Maths question

Hi, please could I have help on this question?
To prove a point of inflection, I’ve searched online and it says you plug in values around the point of infleciton into d2y/dx2 and see if there is a sign change. For question 14c of this paper , the ms does not do that so I’m really confused now? Please could I have some clarification on this?
Paper: https://pmt.physicsandmathstutor.com/download/Maths/A-level/Papers/OCR-MEI/Paper-2/QP/Nov%202021%20QP.pdf
Ms: https://pmt.physicsandmathstutor.com/download/Maths/A-level/Papers/OCR-MEI/Paper-2/MS/Nov%202021%20MS.pdf
Thank you!

14b/c) asks about the stationary points, not the points of inflection.
The question gives you the 2nd dervative in factorized form so its easy to see its zero/inconclusive at the stationary poinit at x=2.
The ms does two similar things
1) it shows the gradient is positive at x=1 and 3, so the sign of hte gradient doesnt change.
2) it shows the curve is increasing between x=1 and 2, and between x=2 and 3 which is the same as showing the gradient is positve/doesnt change in those two intervals.
Either is fine.

but if d2y/dx2 is 0, does that not mean it could be an inflection point so is that not what they have tested for using the two ways? The first way they have done it, you have said that the gradient does not change. So is that how we prove a point of inflection or is it only by subbing into d2y/dx2? thanks!

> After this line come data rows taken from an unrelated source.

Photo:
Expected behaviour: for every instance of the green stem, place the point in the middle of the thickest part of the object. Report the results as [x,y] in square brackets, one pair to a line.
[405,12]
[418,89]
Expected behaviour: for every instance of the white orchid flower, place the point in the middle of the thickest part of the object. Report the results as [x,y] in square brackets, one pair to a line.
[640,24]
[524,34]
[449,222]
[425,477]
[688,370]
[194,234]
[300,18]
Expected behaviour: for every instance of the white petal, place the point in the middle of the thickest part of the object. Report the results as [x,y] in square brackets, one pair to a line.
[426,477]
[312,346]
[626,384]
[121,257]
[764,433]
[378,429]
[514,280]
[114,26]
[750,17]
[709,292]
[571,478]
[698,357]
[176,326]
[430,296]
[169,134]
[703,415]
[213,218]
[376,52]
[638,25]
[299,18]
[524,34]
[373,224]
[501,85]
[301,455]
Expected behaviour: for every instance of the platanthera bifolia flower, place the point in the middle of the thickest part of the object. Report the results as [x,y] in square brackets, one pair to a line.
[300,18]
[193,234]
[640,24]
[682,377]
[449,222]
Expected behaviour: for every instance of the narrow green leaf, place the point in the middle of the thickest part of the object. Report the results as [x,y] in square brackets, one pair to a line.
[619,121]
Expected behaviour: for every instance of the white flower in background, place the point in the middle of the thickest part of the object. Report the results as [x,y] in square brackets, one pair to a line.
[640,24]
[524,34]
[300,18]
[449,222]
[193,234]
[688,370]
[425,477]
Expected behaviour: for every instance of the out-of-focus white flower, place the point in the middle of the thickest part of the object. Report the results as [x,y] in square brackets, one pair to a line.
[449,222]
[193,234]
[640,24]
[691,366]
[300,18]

The question asks about stationary points, not points of inflection. Like f(x)=(x-2)^3, the given function has a stationary point at x=2 (f'(2)=0) which is also as a point of inflection (f''(2)=0) but calling it a point of inflection is irrelevant. The only important thing is you cant use the usual second derivative test to determine min or max or .... So you look at the gradient sign (change or not) either side of the stationary point, or equivalently compare the function values.

ohh i get what you are saying, but i'm unsure why we can't use the second derivative test?

Because the 2nd derivative is zero. So it could be a min or max or a point of inflection or ... In this case, the second derivative changes sign at x=2 and its a point of inflection / function is increasing / ... The ms does this by showing the function is increasing at that point, but its fairly simple to argue that f'' changes sign if you really wanted to as f'' is given to you in factorised form.

sorry i meant why can't we use values near to x=2 and input into the second derivative to show that there is a change of sign?

You could do. Just like you could argue the factorised form is (roughly)
f''(x) = (x-2)g(x)
which must change sign at x=2 because (x-2) changes sign but g(x) doesnt. The guidance (last column) says that considering the sign of f'' either side of x=2 is ok with a suitable explanation.

oh ok i didn't see that, thank you!

Just be clear about the with suitable explanation part. Usually the simplest (least calculus) explanation/approach is best to make sure you get the marks.